Congress is trying to hammer out another COVID-19 stimulus and relief package before the end of the week.
There are several sticking points between the Democrats who control the U.S. House of Representatives and the Republicans who dominate the U.S. Senate.
Plus there is President Donald Trump pushing for a suspension or reduction in the payroll tax, which funds Social Security and Medicare.
If there's one thing most congressional Republicans and Democrats agree on, it's that the president is off-base on this one.
This isn't the first time President Trump has called for a reduction in the payroll tax. We opposed it before and we oppose any such reduction now.
Right now employees and employers each pay a 6.2% tax on wages for Social Security and 1.45 % to fund Medicare. Suspending the tax would put nearly 8% more cash in employee and employer pockets. Cutting it to some degree would still mean more in take-home pay. In both cases, though, any benefit to Americans would be over time, not immediately as, say, a second stimulus check.
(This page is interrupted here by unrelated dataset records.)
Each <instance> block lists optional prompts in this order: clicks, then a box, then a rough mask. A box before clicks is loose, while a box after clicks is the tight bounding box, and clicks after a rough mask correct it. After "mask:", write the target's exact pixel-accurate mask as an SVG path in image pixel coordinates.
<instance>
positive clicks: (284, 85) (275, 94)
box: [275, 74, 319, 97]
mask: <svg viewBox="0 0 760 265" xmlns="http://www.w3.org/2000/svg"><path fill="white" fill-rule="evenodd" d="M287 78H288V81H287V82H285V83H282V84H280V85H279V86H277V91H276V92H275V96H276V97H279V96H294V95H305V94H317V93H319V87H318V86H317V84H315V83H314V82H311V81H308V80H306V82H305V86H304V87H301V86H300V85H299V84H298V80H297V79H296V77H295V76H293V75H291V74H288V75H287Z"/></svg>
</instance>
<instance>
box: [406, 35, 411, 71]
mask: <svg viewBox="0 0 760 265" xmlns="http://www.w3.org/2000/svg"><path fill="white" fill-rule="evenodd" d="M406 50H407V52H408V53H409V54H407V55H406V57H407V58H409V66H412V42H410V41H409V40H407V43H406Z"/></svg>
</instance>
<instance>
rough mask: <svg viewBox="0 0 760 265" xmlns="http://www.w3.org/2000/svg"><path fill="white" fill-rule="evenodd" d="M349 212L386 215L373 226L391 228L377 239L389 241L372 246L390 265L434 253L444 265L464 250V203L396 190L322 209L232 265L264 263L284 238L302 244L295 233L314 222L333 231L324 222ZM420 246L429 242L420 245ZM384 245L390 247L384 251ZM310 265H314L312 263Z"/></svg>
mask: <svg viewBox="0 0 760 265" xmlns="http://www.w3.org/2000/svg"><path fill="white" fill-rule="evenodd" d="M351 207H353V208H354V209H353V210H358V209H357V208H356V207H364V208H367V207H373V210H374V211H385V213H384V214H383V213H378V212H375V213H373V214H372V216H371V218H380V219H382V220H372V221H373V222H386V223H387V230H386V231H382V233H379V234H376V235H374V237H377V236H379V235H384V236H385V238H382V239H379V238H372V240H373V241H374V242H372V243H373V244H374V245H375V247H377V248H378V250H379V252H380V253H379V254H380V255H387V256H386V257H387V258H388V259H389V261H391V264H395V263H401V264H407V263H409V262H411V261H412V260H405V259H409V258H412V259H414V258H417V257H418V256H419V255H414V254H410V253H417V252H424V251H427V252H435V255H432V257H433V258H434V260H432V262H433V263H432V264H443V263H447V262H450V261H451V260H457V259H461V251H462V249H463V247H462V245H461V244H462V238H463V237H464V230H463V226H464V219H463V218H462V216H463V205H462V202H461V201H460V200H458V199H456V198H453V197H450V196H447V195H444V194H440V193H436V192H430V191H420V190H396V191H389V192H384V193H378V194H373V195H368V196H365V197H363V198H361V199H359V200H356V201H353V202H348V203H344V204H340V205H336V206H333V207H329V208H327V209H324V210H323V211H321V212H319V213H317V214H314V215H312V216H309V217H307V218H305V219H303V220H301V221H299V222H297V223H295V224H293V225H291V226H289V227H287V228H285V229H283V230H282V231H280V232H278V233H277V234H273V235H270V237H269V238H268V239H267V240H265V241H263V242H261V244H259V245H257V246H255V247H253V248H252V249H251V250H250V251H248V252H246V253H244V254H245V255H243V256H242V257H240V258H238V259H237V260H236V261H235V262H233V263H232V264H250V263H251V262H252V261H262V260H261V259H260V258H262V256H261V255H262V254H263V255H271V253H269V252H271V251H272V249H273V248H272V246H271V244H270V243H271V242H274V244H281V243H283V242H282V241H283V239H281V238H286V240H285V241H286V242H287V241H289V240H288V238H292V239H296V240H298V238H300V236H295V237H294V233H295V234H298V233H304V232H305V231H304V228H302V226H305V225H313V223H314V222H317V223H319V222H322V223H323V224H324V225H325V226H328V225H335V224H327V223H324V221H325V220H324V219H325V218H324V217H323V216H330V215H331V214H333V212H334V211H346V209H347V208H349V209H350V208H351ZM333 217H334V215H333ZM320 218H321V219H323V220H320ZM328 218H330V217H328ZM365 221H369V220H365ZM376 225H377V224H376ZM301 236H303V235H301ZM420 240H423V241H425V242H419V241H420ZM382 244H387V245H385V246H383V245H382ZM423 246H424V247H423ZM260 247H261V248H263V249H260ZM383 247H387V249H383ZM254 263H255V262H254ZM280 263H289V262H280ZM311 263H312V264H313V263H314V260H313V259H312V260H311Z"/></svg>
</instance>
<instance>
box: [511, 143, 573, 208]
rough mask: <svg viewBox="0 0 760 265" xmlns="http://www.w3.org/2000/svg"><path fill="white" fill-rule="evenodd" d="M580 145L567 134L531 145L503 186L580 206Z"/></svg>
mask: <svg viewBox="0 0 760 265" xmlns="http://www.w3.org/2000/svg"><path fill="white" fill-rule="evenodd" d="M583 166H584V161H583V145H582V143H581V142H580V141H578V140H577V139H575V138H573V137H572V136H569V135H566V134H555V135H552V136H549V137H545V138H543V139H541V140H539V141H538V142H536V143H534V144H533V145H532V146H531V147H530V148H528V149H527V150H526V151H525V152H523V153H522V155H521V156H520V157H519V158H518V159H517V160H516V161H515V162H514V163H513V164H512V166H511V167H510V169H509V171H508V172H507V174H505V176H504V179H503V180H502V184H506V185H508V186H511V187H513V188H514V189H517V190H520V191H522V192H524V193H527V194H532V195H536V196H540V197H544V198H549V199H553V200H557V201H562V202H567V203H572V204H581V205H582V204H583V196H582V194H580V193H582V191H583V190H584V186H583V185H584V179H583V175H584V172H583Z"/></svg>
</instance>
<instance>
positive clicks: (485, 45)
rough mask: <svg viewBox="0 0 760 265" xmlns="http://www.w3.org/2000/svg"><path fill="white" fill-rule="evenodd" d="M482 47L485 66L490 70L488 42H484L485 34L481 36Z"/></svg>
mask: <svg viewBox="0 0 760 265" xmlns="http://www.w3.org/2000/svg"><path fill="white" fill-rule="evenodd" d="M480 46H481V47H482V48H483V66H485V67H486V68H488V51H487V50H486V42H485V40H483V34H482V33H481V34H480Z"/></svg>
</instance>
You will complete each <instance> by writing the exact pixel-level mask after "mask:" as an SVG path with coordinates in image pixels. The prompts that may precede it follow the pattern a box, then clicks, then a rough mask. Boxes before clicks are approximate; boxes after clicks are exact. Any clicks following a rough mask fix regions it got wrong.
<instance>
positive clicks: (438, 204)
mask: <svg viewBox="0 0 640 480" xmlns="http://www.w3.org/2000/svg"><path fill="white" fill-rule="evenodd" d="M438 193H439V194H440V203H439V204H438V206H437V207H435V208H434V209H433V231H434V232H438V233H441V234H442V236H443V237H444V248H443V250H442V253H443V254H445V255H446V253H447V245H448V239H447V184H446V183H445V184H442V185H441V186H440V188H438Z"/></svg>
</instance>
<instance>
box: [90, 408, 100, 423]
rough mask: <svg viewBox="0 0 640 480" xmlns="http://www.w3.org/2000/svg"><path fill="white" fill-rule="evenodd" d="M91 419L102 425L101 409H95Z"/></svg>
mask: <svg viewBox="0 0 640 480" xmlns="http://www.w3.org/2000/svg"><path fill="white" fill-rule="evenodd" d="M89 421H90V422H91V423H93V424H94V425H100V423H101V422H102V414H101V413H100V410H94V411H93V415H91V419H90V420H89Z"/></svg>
Another thing. The increase in retirees drawing funds out as opposed to those in the workforce paying in is already a problem for Social Security and Medicare. The high unemployment because of the COVID-19 pandemic is only making the situation worse.
A suspension or cut to withholding would do serious future damage to social safety nets that many elderly Americans depend on. Social Security and Medicare are already facing insolvency down the road. The federal government should be trying to shore those programs up, not inflicting further damage for the sake of limited immediate benefits.
The president should back off on payroll taxes. It certainly should not be a deal-breaker on anything Congress comes up with.